More Industry-Wide Elegant Variation: Amendments in Writing

Last year I wrote in this blog post about “elegant variation” across the contracts universe in how one says you have to keep confidential information to yourself.

In the same spirit, consider these different ways of requiring that amendments be in writing:

  1. [To be effective,] Any amendment to this agreement must be in writing.
  2. An amendment of this agreement will be effective only if it is in writing.
  3. No amendment of this agreement will be effective unless it is in writing.
  4. The parties may amend this agreement only in writing.
  5. The parties may not amend this agreement except in writing.
  6. This agreement may not be amended orally.

Thanks, but that’s more than we need. Me, I opt for No. 1, or rather the version of No. 1 with the stuff in brackets at the front: that makes it clear you’re expressing a condition. (In “categories of contract language” speak, No. 1 with the bracketed stuff is a condition expressed using language of obligation.) Without the stuff in brackets, you could read No. 1 (particularly if it’s used with shall instead of must, which is often the case) as if it’s an obligation, leading to a remedy for breach if someone amends other than in writing. That wouldn’t make sense.

I also opt for No. 2, which expresses a condition using language of policy. The only difference between No. 2 and No. 3 is that No. 2 is the positive version and No. 3 is the negative version. (You know me, Mr. Accentuate the Positive!)

No. 4 and No. 5 are positive and negative versions that share the same defect: they suggest that if you exceed the discretion by amending orally, you’ll be in breach.

No. 6 expresses the obverse of requiring that amendments be in writing. That’s obtuse.

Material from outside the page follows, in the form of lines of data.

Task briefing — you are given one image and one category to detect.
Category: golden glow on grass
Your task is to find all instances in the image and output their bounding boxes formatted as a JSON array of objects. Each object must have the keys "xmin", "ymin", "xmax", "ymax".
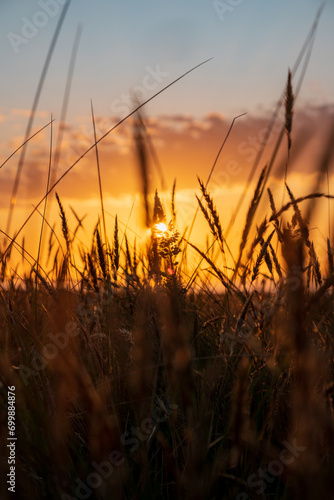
[{"xmin": 154, "ymin": 222, "xmax": 168, "ymax": 238}]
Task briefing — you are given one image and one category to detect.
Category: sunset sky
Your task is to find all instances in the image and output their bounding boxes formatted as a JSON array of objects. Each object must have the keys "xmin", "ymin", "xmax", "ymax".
[{"xmin": 0, "ymin": 0, "xmax": 334, "ymax": 272}]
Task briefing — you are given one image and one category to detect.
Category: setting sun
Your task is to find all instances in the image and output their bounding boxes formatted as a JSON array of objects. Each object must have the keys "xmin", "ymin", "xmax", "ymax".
[{"xmin": 155, "ymin": 222, "xmax": 168, "ymax": 237}]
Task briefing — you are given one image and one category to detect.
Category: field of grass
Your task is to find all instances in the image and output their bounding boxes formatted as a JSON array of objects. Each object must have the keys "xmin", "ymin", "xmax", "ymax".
[{"xmin": 0, "ymin": 17, "xmax": 334, "ymax": 500}]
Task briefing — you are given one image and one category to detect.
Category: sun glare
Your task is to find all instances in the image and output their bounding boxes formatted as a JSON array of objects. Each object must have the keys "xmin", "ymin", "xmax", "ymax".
[{"xmin": 155, "ymin": 222, "xmax": 168, "ymax": 236}]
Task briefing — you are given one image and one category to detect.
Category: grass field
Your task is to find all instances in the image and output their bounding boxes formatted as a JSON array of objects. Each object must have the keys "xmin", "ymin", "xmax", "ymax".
[{"xmin": 0, "ymin": 20, "xmax": 334, "ymax": 500}]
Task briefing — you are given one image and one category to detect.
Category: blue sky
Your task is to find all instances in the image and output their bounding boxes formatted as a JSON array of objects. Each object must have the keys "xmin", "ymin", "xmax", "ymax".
[
  {"xmin": 0, "ymin": 0, "xmax": 334, "ymax": 260},
  {"xmin": 0, "ymin": 0, "xmax": 334, "ymax": 120}
]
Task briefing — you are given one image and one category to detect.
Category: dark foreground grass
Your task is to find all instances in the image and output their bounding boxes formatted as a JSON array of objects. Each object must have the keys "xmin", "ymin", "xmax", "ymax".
[{"xmin": 0, "ymin": 48, "xmax": 334, "ymax": 500}]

The elegant variation doesn’t end there—drafters might use alternatives to express a given component of one of the above alternatives. For example, it’s easy to find examples that use shall where the above examples use may. And a sentence might use one or more of the following:

  • amendment
  • variation
  • modification
  • change

All this variety does no one any good. How do you fix it? With document assembly plus strong editorial control. And by “strong editorial control,” I mean MSCD.

About the author

Ken Adams is the leading authority on how to say clearly whatever you want to say in a contract. He’s author of A Manual of Style for Contract Drafting, and he offers online and in-person training around the world. He’s also chief content officer of LegalSifter, Inc., a company that combines artificial intelligence and expertise to assist with review of contracts.

4 thoughts on “More Industry-Wide Elegant Variation: Amendments in Writing”

  1. Ever actually seen a breach claim for breaking a written-amendments rule of a contract? Which party would be breaching? Amendments take two.

    More importantly: if the substance is the same, and the terms are that short, who cares? Shouldn’t we be more worried about whether those terms are enforceable in the context of the contract? UCC 2-209 or common law?

    It’s a little different for no-assignment and no-delegation clauses. At least there it’d be clear which side is doing wrong. And I recall something about this in Tina Stark’s book, which advocates extra sentences something like “attempts to assign/delegate against the terms of this agreement are void”. I’d have to pull the book to see if she cited cases.

    Reply
    • Hi Kyle. The issue isn’t breach, it’s whether oral amendments are effective. Of course, an amendents-in-writing provision would likely be ineffective if the parties were in the habit of treating oral amendments as effective.

      Reply
  2. My suggested language: ‘Purported amendments to this agreement will be void unless written and signed by the parties’. MSCD-speak: Condition using language of policy?

    As for the listed options, some comments:

    1/ [To be effective,] Any amendment to this agreement must be in writing.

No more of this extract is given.